One of the first things I learned when I started my career in accounting is that numbers don’t lie. But they also don’t tell the whole story. In the case of a for-profit business, years of losses can speak to years of inefficiencies, OR years of research and innovation that will yield exponentially larger future earnings. Heavy cash reserves may point to healthy liquidity, OR they may indicate that the owners or employees aren’t being paid market-level salaries. For lenders or investors, which scenario is in play may mean the difference between lending/contributing capital or pulling out. Fortunately, investors and lenders generally have the experience to do their due diligence and make an educated decision.
In the case of nonprofit entities, the same rules apply. Negative changes in net assets can point to bad fiscal management, OR simply the expenditure of prior year grant revenue restricted for current year expenses without the securing of new restricted grant revenue (pure timing!). The problem is that the funders of not-for-profits are largely… well, us. Donors. We aren’t all professional lenders or investors, and unless you have a not-for-profit accounting or treasury background (I have an advantage here, I admit), it’s difficult to determine whether a nonprofit will be a good steward of your donation. And even that may not be enough. So what do we do? And more importantly, what should we do?
Some donors look to key metrics to evaluate a nonprofit’s fiscal management. A common metric used is the program expense-to-total expense ratio. If a nonprofit’s program expenses are at least 85% of total expenses, some charity rating agencies believe that to be a sign of good stewardship. But what if a non-profit is in the growth stage? …maybe $2,500,000 in revenue and a breakeven budget? That nonprofit still needs an executive director, an accounting team, probably IT, grant administration, and development staff. All of those costs are usually non-program qualifying expenses and can easily add up to $500,000 or more in salaries and related expenses for quality individuals. Adding to that – maybe $500,000 of that nonprofit’s total revenue comes from a special event that costs the organization $250,000 (also a non-program expense). Guess what? In that scenario, the nonprofit’s program to total expense ratio is only 70%. Does that mean that the other $1,750,000 isn’t being spent on worthwhile causes? Not at all. Does that mean they aren’t worthy of your donation? Not in the least. In fact, without your donations, that ratio may never go up.

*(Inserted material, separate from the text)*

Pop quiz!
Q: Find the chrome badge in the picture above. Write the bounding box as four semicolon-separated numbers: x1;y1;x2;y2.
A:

Other donors tell the nonprofit what they can spend their donation on – which works as sort of de-facto “insurance” that the nonprofit won’t spend the money frivolously. For example, if the nonprofit is a community center, the donor could write a check for $10,000 and tell the nonprofit that they only want it spent on its teen program. Entirely commendable. In fact, a lot of foundations that donate to the Organization have made children and teen charitable programs their core funding focus, so the nonprofits’ teen program is very well funded and run. Unfortunately though, none of those dollars can be used to pay the Organizations’ administrative or development expenses because the donor has specified that they have to be spent on teen program costs. So while the nonprofit shows positive income each year, and the donor has “insurance” that their gift won’t be spent frivolously, the organization struggles to pay the salaries and benefits of its executive director, grants administrator, development director, etc. More so, the nonprofit knows that there is an equally great need to serve the senior citizen community, but finds it harder to find funding for that cause, so that program is largely under-developed. Did the donor make a bad decision? Not at all. But could they have made a better one by making a general donation that the nonprofit could use as they deem necessary? Possibly.
So what’s the answer? How does one make a decision on which organization is worthy of their funding? If your donation is sizeable – start by giving the Organization a call. Have a real conversation. Crazy, right? Talk with its development director, its executive director, maybe even a program director, and get an understanding of what the Organization has accomplished in the past, and what its current and future needs are. Review the Organization’s 990 without any preconceived metrics in mind – look to see if its executive director is being paid a reasonable amount (i.e. what are similar organizations paying their executive directors?), identify whether there are continued losses, or any other red flags. If you find anything concerning, call the Organization and see if they can provide an explanation. Or call a CPA that has nonprofit experience for their opinion. And if you really want to go big – volunteer! Two birds, one stone. You’ll be learning about the Organization while giving back. And there is no better way to assess an Organization’s worthiness of your donation than from an insider’s perspective.
No matter what you do to make your decision, if you give, you probably won’t go wrong. I’ve been auditing non-profits for over 11 years as part of my career at Sassetti, and some of my colleagues have been doing so for decades more. Together, we could probably only identify a handful or two of nonprofits that fell victim to fraud. More have probably fallen victim to poor management for periods of time but, by and large, recovered with new leadership in place. And despite these bumps in the road, all of these Organizations continued to serve needs in the community that many of us can readily identify, but don’t have the abilities to address ourselves. What we can do, however, is support the organizations that do have those abilities. Because they support the collective “us.” So, when the question is to give or not to give… to give is always the answer.